Batch Configuration Attributes

1. Metadata

Field Description
name Unique name of the workflow
version Workflow version identifier
type Must be workflow
tags Categorization tags for search and organization

2. Workflow Definition

2.1 Schedule (Optional)

Defines when and how often the workflow runs.

schedule:
  cron: '55 08 * * *'
  endOn: 2025-12-31T23:59:45Z
  concurrencyPolicy: Forbid

Info

If not defined, the workflow must be triggered manually.


2.2 DAG (Directed Acyclic Graph)

Defines the processing steps in the workflow.

dag:
  - name: sf-ac
    spec:
      ...

2.3 Stack

Specifies the stack to use. Check all available Nilus stacks in the Operations App.

stack: nilus:1.0

2.4 Compute

Defines which compute profile to use. Check all available computes in the Operations App.

compute: runnable-default

2.5 Resources

Specifies resource requests (optional, but recommended):

resources:
  requests:
    cpu: 100m
    memory: 128Mi

2.6 logLevel

Controls the logging level (optional):

logLevel: <INFO/DEBUG/ERROR>

2.7 dataosSecrets (Needed only when not working with Depot)
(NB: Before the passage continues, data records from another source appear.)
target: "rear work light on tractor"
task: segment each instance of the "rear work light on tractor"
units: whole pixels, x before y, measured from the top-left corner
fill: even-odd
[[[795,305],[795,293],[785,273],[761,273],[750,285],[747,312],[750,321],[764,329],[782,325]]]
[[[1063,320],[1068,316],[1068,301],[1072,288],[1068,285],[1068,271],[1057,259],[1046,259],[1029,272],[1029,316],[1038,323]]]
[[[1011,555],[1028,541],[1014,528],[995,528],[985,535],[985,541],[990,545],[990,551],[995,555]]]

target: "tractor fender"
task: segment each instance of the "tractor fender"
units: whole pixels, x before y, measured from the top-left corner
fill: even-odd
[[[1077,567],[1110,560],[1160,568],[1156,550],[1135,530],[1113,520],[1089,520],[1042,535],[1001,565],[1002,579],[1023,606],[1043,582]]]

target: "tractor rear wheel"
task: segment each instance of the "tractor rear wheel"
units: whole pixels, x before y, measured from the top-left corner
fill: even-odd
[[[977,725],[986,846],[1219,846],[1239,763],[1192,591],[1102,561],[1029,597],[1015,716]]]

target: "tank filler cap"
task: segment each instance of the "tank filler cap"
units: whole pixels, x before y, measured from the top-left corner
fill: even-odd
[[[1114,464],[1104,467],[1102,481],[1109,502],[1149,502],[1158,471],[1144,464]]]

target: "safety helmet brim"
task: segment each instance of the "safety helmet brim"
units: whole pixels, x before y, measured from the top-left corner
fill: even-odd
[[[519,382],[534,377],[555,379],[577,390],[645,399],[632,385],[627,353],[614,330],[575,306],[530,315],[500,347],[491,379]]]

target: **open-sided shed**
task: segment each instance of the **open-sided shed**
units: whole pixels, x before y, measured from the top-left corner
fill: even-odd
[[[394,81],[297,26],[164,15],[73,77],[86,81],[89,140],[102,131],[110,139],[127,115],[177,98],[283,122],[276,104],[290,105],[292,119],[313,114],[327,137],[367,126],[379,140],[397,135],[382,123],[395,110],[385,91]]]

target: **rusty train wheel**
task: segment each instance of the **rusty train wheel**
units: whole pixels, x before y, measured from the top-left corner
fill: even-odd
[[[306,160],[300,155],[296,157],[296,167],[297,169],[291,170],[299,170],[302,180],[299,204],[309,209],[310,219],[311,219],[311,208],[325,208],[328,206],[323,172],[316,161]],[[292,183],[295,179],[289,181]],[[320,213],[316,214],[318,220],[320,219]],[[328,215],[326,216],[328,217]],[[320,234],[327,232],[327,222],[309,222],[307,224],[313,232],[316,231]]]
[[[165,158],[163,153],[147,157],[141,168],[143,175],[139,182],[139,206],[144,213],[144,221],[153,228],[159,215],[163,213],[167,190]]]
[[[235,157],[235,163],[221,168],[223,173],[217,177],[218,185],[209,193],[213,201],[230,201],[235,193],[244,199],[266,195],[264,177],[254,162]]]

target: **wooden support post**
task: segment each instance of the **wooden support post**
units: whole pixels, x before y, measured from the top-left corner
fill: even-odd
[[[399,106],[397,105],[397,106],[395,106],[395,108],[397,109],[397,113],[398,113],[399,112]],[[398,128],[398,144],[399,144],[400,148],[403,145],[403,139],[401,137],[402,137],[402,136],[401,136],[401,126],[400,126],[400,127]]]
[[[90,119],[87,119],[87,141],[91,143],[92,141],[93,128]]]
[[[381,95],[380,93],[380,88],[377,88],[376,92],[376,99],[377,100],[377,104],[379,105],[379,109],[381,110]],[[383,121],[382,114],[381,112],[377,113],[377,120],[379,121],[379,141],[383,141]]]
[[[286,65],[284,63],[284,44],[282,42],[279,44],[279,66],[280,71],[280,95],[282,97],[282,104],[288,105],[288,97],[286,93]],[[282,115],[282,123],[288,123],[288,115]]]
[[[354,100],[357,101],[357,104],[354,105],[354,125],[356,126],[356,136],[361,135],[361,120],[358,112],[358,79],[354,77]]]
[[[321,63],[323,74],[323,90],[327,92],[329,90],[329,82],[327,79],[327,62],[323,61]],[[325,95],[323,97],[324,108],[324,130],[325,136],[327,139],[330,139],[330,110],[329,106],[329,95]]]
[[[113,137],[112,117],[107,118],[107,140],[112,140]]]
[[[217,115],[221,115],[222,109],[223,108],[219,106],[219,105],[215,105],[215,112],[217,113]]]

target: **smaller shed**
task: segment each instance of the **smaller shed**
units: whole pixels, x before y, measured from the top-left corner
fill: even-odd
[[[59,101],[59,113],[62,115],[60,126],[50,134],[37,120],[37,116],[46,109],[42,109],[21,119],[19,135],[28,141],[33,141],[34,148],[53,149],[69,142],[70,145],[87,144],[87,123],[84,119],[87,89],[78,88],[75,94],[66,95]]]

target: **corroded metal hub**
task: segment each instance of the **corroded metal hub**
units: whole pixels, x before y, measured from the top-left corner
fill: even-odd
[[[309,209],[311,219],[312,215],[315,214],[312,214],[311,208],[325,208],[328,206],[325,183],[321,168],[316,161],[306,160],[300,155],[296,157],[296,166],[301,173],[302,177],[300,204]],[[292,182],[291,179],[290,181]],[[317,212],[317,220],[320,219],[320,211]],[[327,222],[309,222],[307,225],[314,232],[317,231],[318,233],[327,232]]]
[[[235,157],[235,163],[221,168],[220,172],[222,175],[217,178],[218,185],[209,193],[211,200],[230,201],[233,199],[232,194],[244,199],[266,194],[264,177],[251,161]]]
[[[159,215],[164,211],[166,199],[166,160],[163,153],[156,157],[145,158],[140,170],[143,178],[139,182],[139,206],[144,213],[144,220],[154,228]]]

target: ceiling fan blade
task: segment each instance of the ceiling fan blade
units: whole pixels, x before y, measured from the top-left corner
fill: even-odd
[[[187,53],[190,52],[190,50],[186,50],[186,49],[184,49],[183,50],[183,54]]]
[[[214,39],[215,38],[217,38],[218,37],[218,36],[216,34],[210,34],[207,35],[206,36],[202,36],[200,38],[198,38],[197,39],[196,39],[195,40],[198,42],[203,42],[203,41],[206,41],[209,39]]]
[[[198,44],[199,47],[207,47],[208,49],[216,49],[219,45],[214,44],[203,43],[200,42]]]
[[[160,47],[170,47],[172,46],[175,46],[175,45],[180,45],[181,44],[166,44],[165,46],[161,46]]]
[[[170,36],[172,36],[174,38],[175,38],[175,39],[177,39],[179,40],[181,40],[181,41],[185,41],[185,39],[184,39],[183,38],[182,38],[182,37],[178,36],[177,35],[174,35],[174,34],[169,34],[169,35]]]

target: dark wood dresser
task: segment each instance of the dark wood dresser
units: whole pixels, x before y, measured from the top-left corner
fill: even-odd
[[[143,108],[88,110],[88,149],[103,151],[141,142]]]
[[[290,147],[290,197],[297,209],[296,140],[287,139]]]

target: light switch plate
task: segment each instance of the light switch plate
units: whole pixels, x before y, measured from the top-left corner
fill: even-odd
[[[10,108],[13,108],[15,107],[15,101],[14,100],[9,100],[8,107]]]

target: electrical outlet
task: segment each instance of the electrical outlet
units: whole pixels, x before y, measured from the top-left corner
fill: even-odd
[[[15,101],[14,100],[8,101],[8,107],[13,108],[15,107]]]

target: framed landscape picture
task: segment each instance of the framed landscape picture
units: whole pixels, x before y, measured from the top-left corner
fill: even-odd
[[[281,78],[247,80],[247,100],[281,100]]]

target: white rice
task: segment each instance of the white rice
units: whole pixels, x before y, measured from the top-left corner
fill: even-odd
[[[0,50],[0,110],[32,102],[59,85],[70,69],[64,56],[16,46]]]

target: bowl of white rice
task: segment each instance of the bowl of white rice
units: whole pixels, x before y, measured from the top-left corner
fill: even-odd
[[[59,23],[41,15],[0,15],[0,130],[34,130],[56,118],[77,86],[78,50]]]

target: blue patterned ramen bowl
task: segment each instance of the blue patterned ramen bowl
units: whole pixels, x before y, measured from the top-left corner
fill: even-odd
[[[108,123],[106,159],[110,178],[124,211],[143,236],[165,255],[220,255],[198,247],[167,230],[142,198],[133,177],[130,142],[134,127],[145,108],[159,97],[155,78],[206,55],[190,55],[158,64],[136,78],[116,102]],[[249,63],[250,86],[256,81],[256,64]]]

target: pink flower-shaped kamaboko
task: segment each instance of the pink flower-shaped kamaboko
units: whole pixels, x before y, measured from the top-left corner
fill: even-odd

Defines secret references required for source connectivity (if applicable)

dataosSecrets:
  - name: salesforce-sandbox
    allKeys: true
    consumptionType: envVars

Info

If using a Depot as the source, this section is not required.


3. Stack Specification

3.1 Source

Defines the source connection for ingestion.

source:
  address: "salesforce://?username={SALESFORCE_USERNAME}&password={SALESFORCE_PASSWORD}&token={SALESFORCE_TOKEN}&domain={SALESFORCE_DOMAIN}"
  options:
    source-table: "account"

Options

Field Name Type is_required? Description
source-table string YES Source table/entity. Use schema.table or prefix with query: for SQL.
primary-key string NO Primary key for deduplication. Comma-separated for multiple keys.
incremental-key string NO Column used for incremental loads.
interval-start string NO Start of time range (ISO).
interval-end string NO End of time range (ISO).
type-hints object NO Destination type overrides.
page-size int NO Rows per page fetched. Default: 50000.
extract-parallelism int NO Parallel extract workers. Default: 5.
sql-reflection-level enum NO none, fast, full (default).
sql-limit int NO Max rows to read.
sql-exclude-columns list[string] NO Columns to exclude.
yield-limit int NO Max pages yielded.
mask object NO Column masking rules.
max-table-nesting int NO Max nesting depth. Default: 0.

Info

Default behavior for NULL columns:

  • SQL/schema-known sources preserve null columns.
  • Semi-structured sources materialize columns only when values appear, unless overridden via type-hints.

3.2 Sink

Defines the target where data will be written.

sink:
  address: dataos://demolakehouse
  options:
    dest-table: retai.accounts_test
    incremental-strategy: append

Options

Field Name Type is_required? Description
dest-table string YES Destination table (schema.table).
incremental-strategy enum YES append, replace, merge.
aws_region string NO Override AWS region.
partition-by string NO Partition column.
cluster-by string NO Cluster/sort column.
full-refresh bool NO Reload all data.
staging_bucket string NO Temporary bucket.
loader-file-size int NO Target rows per output file.